The first literary version of the entire tale was written in a Low German dialect (Plattdeutsch) by the painter Philip Otto Runge, and published in Achim von Arnim's Journal for Hermits (Zeitung für Einsiedler) in 1809. The Grimms then included it in their first collection of tales in 1812. Some critics argue that Runge's economical yet poetic versions of this tale and of ‘The Fisher and his Wife’ profoundly influenced the Grimms' treatment of their tales.
Runge's version goes like this: A mother, who has long wished for a child, at last becomes pregnant, but dies (after eating juniper berries) as her son is born and is buried under the juniper tree. Her son is mistreated and finally decapitated by his stepmother, who then serves his mangled body to his father in a stew. His half‐sister, however, convinced that she is responsible for his death, remains faithful to his memory, buries his bones under the juniper tree, and watches as a bird rises through mist and fire from the grave. The bird then sings a song recounting a compressed version of his story:
My mother, she killed me.
My father, he ate me.
My sister Marlene
Gathered up my bones,
Put them in a silken scarf,
Buried them under the juniper tree.
Keewit, keewit, what a fine bird am I.The bird repeats the song to a goldsmith, to a shoemaker, and to some millers, and receives a gold chain, a pair of red shoes, and a millstone in return. He then flies back to the juniper tree and, singing his song again, drops the gold chain around his father's neck, the red shoes in his sister's lap, and the millstone on his stepmother's head. Her eyes and hair shoot fire, but after she is crushed the brother appears in the flames and smoke. The father, sister, and brother joyfully return to the house to eat together.
The tale was certainly well known in German‐speaking cultures long before Runge and the Grimms wrote it down. Beginning with the earliest versions of Faust (1774), Goethe has his Gretchen sing a version of the bird's song in prison, strangely appropriating the voice of her murdered child as her own.

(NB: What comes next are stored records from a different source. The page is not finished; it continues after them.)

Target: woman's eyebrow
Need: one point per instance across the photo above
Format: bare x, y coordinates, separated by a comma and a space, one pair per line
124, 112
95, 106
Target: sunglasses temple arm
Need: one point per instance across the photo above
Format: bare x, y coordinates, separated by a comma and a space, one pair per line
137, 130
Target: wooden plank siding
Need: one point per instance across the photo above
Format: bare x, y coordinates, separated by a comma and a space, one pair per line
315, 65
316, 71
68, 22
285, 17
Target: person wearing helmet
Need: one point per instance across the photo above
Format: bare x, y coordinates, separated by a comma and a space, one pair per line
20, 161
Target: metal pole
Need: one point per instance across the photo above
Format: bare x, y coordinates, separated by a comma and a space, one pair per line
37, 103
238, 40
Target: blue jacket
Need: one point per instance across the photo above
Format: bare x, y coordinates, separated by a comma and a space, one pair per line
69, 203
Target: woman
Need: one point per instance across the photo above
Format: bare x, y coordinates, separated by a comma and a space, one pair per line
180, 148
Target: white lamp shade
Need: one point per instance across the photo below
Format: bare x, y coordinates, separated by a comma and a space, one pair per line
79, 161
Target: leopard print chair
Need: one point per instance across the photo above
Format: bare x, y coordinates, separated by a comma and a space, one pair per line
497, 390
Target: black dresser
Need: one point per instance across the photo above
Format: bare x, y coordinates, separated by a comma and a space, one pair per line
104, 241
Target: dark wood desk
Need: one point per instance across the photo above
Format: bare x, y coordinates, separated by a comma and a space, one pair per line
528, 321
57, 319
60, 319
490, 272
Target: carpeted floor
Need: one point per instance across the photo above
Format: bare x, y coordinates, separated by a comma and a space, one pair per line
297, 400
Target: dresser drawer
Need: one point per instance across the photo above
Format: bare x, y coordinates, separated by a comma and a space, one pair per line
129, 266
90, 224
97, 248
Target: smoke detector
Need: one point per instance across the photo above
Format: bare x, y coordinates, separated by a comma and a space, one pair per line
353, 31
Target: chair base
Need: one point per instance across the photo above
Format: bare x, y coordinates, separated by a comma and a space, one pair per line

Many versions of this tale are told in cultures around the world. In Russia the juniper tree becomes a birch, in England a rose‐tree; in England the murdered child is usually a girl. But the motifs of family violence and cannibalism, of death, retribution, and resurrection are always present.
Maurice Sendak, Randall Jarrell, and Lore Segal chose ‘The Juniper Tree’ as the title tale for their two‐volume collection of the Grimms' tales (1973). Margaret Atwood uses motifs from the tale in her poem ‘The Little Sister’ and in some of the legendary folk material in her 1972 novel Surfacing.
Bibliography
- Belgrader, Michael, Das Märchen von dem Machandelbaum (1980).
- Tatar, Maria, “‘Telling Differences: Parents vs. Children in “The Juniper Tree”’”, in Off With Their Heads! (1992).
- Wilson, Sharon Rose, Margaret Atwood's Fairy‐Tale Sexual Politics (1993).